Twenty years ago, i published a book called The Artist’s Way. Its premise, that creativity is a spiritual matter and that we are all creative, struck a chord with the reading audience. Nearly four million people bought The Artist’s Way and worked with its toolkit. When I would go out to teach, people would approach me with gifts. ‘I used your tools and this is what I made,’ they would say, handing me a book, a CD, or a DVD. But with the gifts often came a request: ‘I’m a parent. Could you write a book about creativity in children?’
Year after year, request after request, I resisted because I thought that children were already creative, and that their parents could always use the basic Artist’s Way text to free themselves creatively and set an example for their children. But what of the parents who were not already familiar with The Artist’s Way? The early years of parenting were an unlikely time for busy parents to launch into an intensive creative recovery of their own. What assumptions was I making about creative parenting based on my own immersion in a creative life? What assumptions was I making based on my own parents’ parenting—which had been colourful and encouraging? Perhaps there were lessons that could—and should—be taught.

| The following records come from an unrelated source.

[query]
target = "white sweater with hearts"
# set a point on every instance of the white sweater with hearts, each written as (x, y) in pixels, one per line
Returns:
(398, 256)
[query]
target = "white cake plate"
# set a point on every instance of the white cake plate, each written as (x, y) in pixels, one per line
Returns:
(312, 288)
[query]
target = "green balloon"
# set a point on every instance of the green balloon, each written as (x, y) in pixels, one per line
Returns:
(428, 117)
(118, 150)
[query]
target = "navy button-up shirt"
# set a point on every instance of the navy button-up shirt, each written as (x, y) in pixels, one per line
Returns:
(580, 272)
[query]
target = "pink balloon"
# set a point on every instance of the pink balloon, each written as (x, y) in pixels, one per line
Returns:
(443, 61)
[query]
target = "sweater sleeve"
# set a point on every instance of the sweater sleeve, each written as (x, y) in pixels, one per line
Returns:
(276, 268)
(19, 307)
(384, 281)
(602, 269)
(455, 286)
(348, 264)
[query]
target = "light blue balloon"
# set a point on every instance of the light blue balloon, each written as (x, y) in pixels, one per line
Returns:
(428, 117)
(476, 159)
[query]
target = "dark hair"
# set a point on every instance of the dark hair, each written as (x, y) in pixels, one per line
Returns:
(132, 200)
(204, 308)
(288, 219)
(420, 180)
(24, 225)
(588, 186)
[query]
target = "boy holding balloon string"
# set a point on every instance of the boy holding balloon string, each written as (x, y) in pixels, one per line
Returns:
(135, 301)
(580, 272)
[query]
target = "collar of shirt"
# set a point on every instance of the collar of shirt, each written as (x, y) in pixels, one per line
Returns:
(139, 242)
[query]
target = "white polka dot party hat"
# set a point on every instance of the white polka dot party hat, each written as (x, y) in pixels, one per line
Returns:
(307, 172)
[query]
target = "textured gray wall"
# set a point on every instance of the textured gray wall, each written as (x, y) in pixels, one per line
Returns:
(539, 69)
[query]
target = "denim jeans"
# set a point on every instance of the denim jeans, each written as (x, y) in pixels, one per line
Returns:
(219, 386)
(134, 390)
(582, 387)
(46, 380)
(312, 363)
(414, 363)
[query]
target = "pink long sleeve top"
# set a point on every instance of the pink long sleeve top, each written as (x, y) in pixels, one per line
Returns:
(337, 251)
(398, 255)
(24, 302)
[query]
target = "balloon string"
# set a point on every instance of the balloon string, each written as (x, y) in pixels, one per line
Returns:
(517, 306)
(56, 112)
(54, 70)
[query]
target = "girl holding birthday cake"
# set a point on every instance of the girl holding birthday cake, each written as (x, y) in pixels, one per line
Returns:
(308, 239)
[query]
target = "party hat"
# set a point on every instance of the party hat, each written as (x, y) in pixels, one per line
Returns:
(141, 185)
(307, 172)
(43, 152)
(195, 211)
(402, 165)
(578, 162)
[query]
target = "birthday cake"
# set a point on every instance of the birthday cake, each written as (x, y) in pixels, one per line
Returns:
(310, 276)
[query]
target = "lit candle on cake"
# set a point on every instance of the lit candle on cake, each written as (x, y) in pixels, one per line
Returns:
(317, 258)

I’m not a parenting expert. I’m a creativity expert. I am a parent, however, and I used creativity tools in mothering my own child. As she grew up, she reflected back to me my belief that there are few things more inherent—or precious—in children than their creativity. Creativity is a spiritual undertaking. Parenting is also a spiritual undertaking. We are entrusted with the care of our children’s souls as well as their bodies.
And so, a toolkit: For children, healthy guidance and encouragement of their creative gifts. For parents, companionship, structure, support. Every child—and every parent—is creative.
It is never too early—or too late—to nurture children’s creativity. Parenting is a great adventure. The early years of parenting can be one of the most inspiring chapters of your life, opening you to love and growth you may not have yet experienced. Using these years to tap into your own creativity as well as your child’s, you will love and grow together. Awakening your child’s sense of curiosity and wonder helps you reawaken your own. Reawakening your own sense of curiosity and wonder helps you awaken your child’s. Exercising creativity, alone and together, strengthens the bond between parent and child. Funded by optimism, your child is guided to an expansive and adventurous life.
Julia is the author of more than 30 books including bestselling works on the creative process The Artist’s Way. Her latest book is The Artist’s Way for Parents, written with Emma Lively (£14.99 Hay House).
THE THREE BASIC TOOLS
1 Morning Pages—three pages of longhand daily writing that the parent does alone
The bedrock tool of a creative recovery—or discovery—is something I call Morning Pages. Done first thing, they siphon off negativity as they provoke, clarify, comfort, cajole, prioritize, and synchronize the day at hand. Sometimes parents feel that they have lost their right to privacy, but this does not have to be the case. Morning Pages are for your eyes only. They are a safe place to vent, muse, strategize, and dream. There is no wrong way to do Morning Pages. Just write longhand for three pages, about anything, and then stop. Do not share your Morning Pages with anyone. Morning Pages are a portable, private support kit for the parent. Parenting is an emotional experience, and you are allowed to have all of the feelings you are experiencing. Morning Pages are a safe place for you to process these feelings, ultimately making you able to be more present in your day—and with your child.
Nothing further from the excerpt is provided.